Hallo erst mal  so und jetzt zu meiner frage/problem

Habe heute meinen pc angemacht und wollte wie immer Spielen aber ich habe jetzt plötzlich oben rechts eine gelbe uhr und oben links eine gelbe FPS anzeige ich weiß nicht wo her die anzeige plötlich herkommt 
wenn fragen da sind einfach stellen 

naja ich hoffe mal auf schnelle hilfe und lade noch ein bild hoch 

http://img22.imageshack.us/my.php?image=unbenanntegu.jpg


----------



## Herbboy (15. April 2009)

*AW: Plötzlich in allen spielen eine uhr und eine FPS anzeige*



			
				Tomatenauge1 am 15.04.2009 23:14 schrieb:
			
		

> Habe heute meinen pc angemacht und wollte wie immer Spielen aber ich habe jetzt plötzlich oben rechts eine gelbe uhr und oben links eine gelbe FPS anzeige ich weiß nicht wo her die anzeige plötlich herkommt
> wenn fragen da sind einfach stellen
> 
> naja ich hoffe mal auf schnelle hilfe und lade noch ein bild hoch
> ...




das is also nicht nur bei warcraft? hast du ein tool die FRAPS installiert? beende doch mal die sidebar, vielleicht is da ein tool, das dafür sorgt...?

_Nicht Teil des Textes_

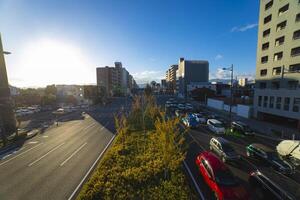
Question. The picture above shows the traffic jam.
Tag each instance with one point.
(231, 161)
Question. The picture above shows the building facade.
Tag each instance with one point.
(171, 78)
(115, 80)
(190, 71)
(277, 90)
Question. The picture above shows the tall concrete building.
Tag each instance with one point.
(115, 79)
(277, 90)
(7, 117)
(171, 78)
(191, 71)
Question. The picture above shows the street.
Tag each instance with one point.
(53, 164)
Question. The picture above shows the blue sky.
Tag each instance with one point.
(74, 37)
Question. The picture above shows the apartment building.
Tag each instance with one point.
(115, 80)
(191, 72)
(171, 78)
(277, 90)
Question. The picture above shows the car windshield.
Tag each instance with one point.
(227, 148)
(225, 178)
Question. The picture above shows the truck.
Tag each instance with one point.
(290, 150)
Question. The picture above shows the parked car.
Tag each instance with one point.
(270, 156)
(200, 118)
(241, 128)
(191, 122)
(219, 178)
(267, 184)
(215, 126)
(290, 150)
(223, 149)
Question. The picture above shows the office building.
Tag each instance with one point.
(191, 72)
(277, 90)
(171, 78)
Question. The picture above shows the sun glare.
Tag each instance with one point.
(49, 61)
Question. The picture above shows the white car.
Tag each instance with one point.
(201, 119)
(215, 126)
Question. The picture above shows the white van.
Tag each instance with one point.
(215, 126)
(290, 149)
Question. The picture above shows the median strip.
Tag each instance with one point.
(45, 154)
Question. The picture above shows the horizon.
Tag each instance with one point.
(67, 41)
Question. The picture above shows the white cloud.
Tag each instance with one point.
(243, 28)
(148, 76)
(218, 57)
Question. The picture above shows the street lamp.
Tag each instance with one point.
(231, 90)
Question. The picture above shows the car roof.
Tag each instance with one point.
(221, 140)
(214, 162)
(286, 184)
(215, 121)
(262, 147)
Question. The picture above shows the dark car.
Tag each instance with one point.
(268, 184)
(270, 156)
(241, 128)
(223, 149)
(219, 178)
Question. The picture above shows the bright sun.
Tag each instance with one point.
(49, 61)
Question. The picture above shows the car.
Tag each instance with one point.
(267, 184)
(269, 156)
(191, 122)
(200, 118)
(215, 126)
(219, 178)
(241, 128)
(223, 149)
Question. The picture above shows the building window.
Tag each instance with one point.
(263, 72)
(275, 85)
(297, 18)
(276, 71)
(296, 105)
(259, 100)
(269, 5)
(265, 101)
(264, 59)
(279, 41)
(296, 35)
(262, 85)
(283, 9)
(278, 103)
(281, 26)
(267, 19)
(265, 46)
(271, 102)
(293, 85)
(294, 68)
(266, 32)
(295, 51)
(278, 56)
(286, 105)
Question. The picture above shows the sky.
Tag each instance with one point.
(63, 41)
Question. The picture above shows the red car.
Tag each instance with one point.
(219, 178)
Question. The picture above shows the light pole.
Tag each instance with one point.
(231, 90)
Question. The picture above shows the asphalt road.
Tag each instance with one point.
(51, 165)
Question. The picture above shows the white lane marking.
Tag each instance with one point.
(37, 160)
(91, 168)
(194, 181)
(20, 154)
(73, 154)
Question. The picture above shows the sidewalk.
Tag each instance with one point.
(270, 130)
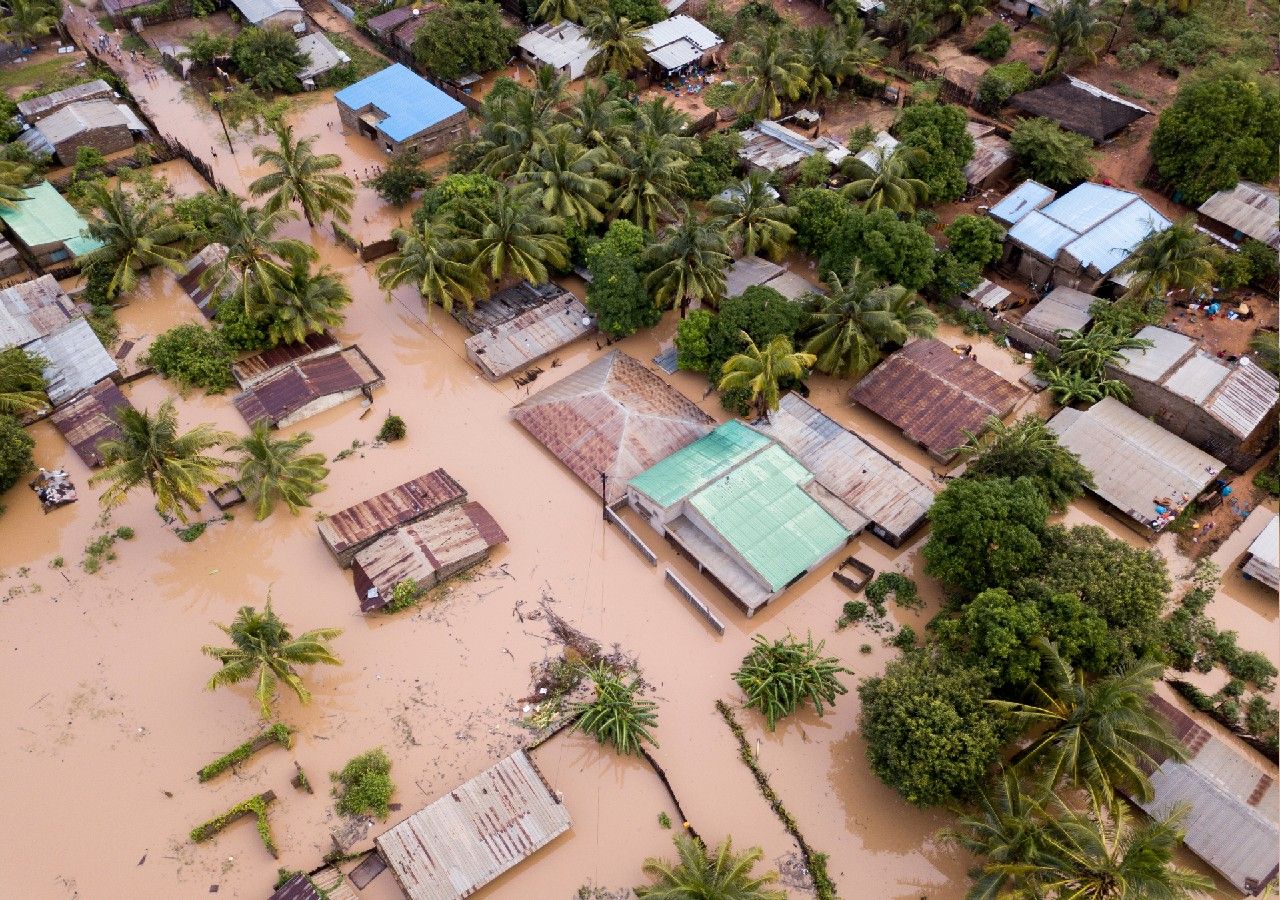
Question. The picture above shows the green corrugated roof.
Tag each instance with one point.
(760, 510)
(45, 218)
(703, 461)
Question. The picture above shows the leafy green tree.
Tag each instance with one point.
(698, 875)
(275, 469)
(269, 59)
(617, 715)
(778, 676)
(986, 534)
(265, 650)
(931, 735)
(22, 383)
(151, 451)
(136, 236)
(759, 371)
(1050, 154)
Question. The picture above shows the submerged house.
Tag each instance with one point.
(351, 530)
(1077, 240)
(611, 420)
(1141, 470)
(936, 396)
(745, 511)
(476, 831)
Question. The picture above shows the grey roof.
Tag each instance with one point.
(475, 832)
(1134, 461)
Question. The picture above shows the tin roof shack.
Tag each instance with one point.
(1262, 560)
(41, 319)
(91, 419)
(48, 228)
(615, 417)
(1080, 108)
(745, 511)
(936, 396)
(291, 383)
(1077, 240)
(402, 110)
(511, 345)
(1225, 409)
(1139, 467)
(890, 499)
(428, 552)
(350, 530)
(773, 147)
(1232, 823)
(37, 108)
(1247, 210)
(475, 832)
(563, 46)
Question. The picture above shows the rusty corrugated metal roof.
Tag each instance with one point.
(475, 832)
(935, 394)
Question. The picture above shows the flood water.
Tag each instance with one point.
(104, 676)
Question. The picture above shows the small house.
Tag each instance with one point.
(401, 110)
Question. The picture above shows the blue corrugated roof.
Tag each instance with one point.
(410, 103)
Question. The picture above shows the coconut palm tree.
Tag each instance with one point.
(174, 465)
(22, 382)
(849, 327)
(563, 178)
(698, 875)
(1101, 735)
(768, 72)
(1073, 27)
(618, 42)
(305, 177)
(136, 234)
(890, 184)
(754, 218)
(1178, 257)
(760, 370)
(432, 257)
(275, 469)
(688, 264)
(265, 650)
(513, 238)
(305, 302)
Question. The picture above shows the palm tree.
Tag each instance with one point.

benutzt du irgendwelche überwachungs/tuningtool zB für die grafikkarte oder so?


----------



## Tomatenauge1 (15. April 2009)

*AW: Plötzlich in allen spielen eine uhr und eine FPS anzeige*



			
				Herbboy am 15.04.2009 23:16 schrieb:
			
		

> das is also nicht nur bei warcraft? hast du ein tool die FRAPS installiert? beende doch mal die sidebar, vielleicht is da ein tool, das dafür sorgt...?
> 
> benutzt du irgendwelche überwachungs/tuningtool zB für die grafikkarte oder so?



das ist bei allen spielen so, Fraps habe ich drauf aber nicht an. Die sidebar habe ich ausgeschaltet aber hat sich nichts dran geändert.


----------



## Shadow_Man (15. April 2009)

*AW: Plötzlich in allen spielen eine uhr und eine FPS anzeige*

Das ist eine Anzeige vom Programm Xfire und wird seitdem neuesten Update Ingame angezeigt:

Du musst im Spiel xfire aufrufen und dann unten auf dieses Symbol gehen (siehe link):

http://img26.imageshack.us/img26/7893/xfire2.jpg

Dort kannst du dann einstellen, was im Spiel angezeigt werden soll.


----------



## Tomatenauge1 (15. April 2009)

*AW: Plötzlich in allen spielen eine uhr und eine FPS anzeige*



			
				Shadow_Man am 15.04.2009 23:26 schrieb:
			
		

> Das ist eine Anzeige vom Programm Xfire und wird seitdem neuesten Update Ingame angezeigt:
> 
> Du musst im Spiel xfire aufrufen und dann unten auf dieses Symbol gehen (siehe link):
> 
> ...




cool danke genau das war es  ok das update davon muss wohl letzte nacht rausgekommen sein  Aber jetzt wo man es weiß wo her das ist kann man es ja weg machen ;D

vielen dank  liebe grüße tomatenauge1


----------